Dealers enjoy freedom of contract

Due to the still present corona pandemic, most restaurants and retailers would like contactless payment via card or smartphone in order to contain the spread of the virus as best as possible.

The population should continue to maintain a certain distance and accordingly avoid physical contact that could result from paying with cash. This is a policy, but does it also mean that cash can be refused?

There is a simple answer to this, as Ulrich Binnebößel from the German Trade Association explains in an interview with n-tv: “In principle, the principle of freedom of contract applies.”

This means that the dealer can refuse to accept cash.

Businesses need to give clear indications

In order for the dealer to be able to make use of the freedom of contract, he must make this clear in advance. For example, certain types of payment, i.e. cash or card payment, can be excluded by a sign at the cashier or at the shop entrance.

The selection of which banknotes are accepted and which are not can also be freely determined, provided this is made clear to the consumer. Binnebößel explains, “You see this quite often at petrol stations where large banknotes are not accepted.”

For the consumer, this means that they have to bow to the preferences of the shops and should accordingly look out for any information in advance in order to avoid surprises at the checkout.

This is precisely why there is a real trend towards cashless payments in Germany, which has been accelerated by the corona pandemic. As a study by the Association of Banks shows, over 60 percent of Germans now pay by mobile phone or by card, with 26 percent of the test subjects having adapted this behavior due to the virus ‘.

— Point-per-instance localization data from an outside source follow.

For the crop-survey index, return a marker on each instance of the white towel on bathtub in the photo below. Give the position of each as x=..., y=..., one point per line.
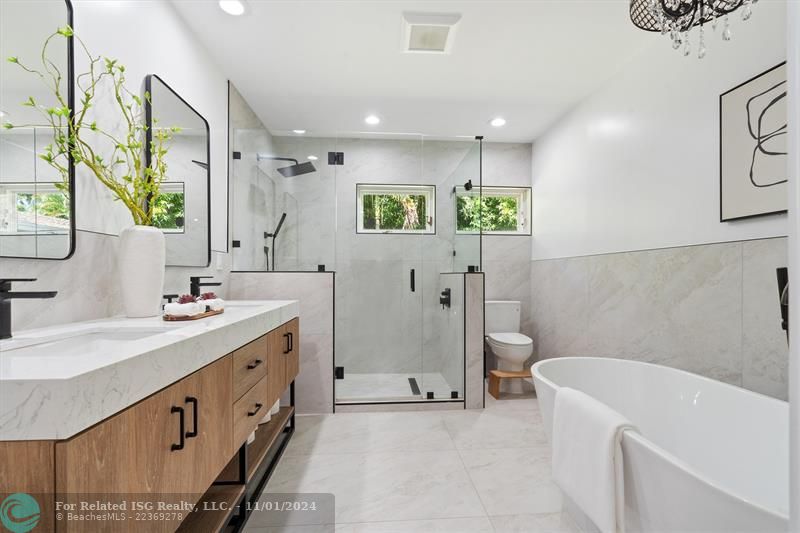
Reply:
x=587, y=457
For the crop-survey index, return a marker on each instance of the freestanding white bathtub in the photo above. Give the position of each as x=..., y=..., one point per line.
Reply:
x=709, y=457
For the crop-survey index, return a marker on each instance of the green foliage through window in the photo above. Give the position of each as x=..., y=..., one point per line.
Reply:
x=396, y=208
x=53, y=205
x=394, y=212
x=168, y=211
x=499, y=210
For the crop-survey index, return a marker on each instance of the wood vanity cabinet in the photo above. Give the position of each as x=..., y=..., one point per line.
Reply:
x=148, y=454
x=284, y=358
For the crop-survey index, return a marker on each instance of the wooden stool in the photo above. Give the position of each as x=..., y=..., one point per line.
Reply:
x=496, y=375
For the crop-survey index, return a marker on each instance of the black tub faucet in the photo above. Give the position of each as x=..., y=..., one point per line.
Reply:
x=195, y=284
x=5, y=302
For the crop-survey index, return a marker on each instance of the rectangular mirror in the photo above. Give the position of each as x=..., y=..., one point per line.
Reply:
x=183, y=205
x=37, y=210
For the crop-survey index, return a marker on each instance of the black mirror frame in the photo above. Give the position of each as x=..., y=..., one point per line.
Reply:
x=148, y=111
x=70, y=80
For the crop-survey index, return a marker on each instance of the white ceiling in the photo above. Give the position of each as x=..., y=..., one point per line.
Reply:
x=324, y=65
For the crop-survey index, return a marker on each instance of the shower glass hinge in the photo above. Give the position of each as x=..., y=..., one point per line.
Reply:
x=336, y=158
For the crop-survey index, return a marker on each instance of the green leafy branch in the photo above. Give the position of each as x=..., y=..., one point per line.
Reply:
x=123, y=170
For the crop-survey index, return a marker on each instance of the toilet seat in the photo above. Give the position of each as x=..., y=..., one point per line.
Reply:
x=510, y=339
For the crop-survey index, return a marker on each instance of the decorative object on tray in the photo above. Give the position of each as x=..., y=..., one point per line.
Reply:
x=753, y=147
x=189, y=307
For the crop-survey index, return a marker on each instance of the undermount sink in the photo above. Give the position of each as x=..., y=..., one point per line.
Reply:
x=76, y=348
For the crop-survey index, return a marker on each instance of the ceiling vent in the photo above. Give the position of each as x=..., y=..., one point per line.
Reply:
x=429, y=33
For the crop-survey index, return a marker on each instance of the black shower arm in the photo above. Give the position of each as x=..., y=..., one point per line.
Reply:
x=273, y=158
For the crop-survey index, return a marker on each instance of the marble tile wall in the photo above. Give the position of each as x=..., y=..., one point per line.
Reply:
x=506, y=259
x=314, y=385
x=709, y=309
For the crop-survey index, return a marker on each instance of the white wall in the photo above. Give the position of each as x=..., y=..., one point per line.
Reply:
x=636, y=165
x=793, y=25
x=150, y=38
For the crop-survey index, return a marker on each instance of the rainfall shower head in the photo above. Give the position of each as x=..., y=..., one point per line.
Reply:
x=298, y=169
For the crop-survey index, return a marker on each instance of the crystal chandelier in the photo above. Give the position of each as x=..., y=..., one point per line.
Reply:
x=678, y=17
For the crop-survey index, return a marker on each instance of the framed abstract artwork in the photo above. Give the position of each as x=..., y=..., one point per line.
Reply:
x=753, y=146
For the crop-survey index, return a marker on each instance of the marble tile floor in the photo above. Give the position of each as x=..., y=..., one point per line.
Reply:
x=433, y=471
x=388, y=387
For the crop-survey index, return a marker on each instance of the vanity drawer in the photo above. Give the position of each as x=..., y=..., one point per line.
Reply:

Nonetheless, it appears that a large proportion of Germans still depend on cash, with 37 percent of those surveyed saying that they had not adjusted their payment behavior during the pandemic. The over 60-year-olds make up the majority here.

Whereas the younger generations – those up to 50 years of age – preferred to make contactless payments before the pandemic and the 50 to 59 year olds adapted their behavior during the crisis accordingly.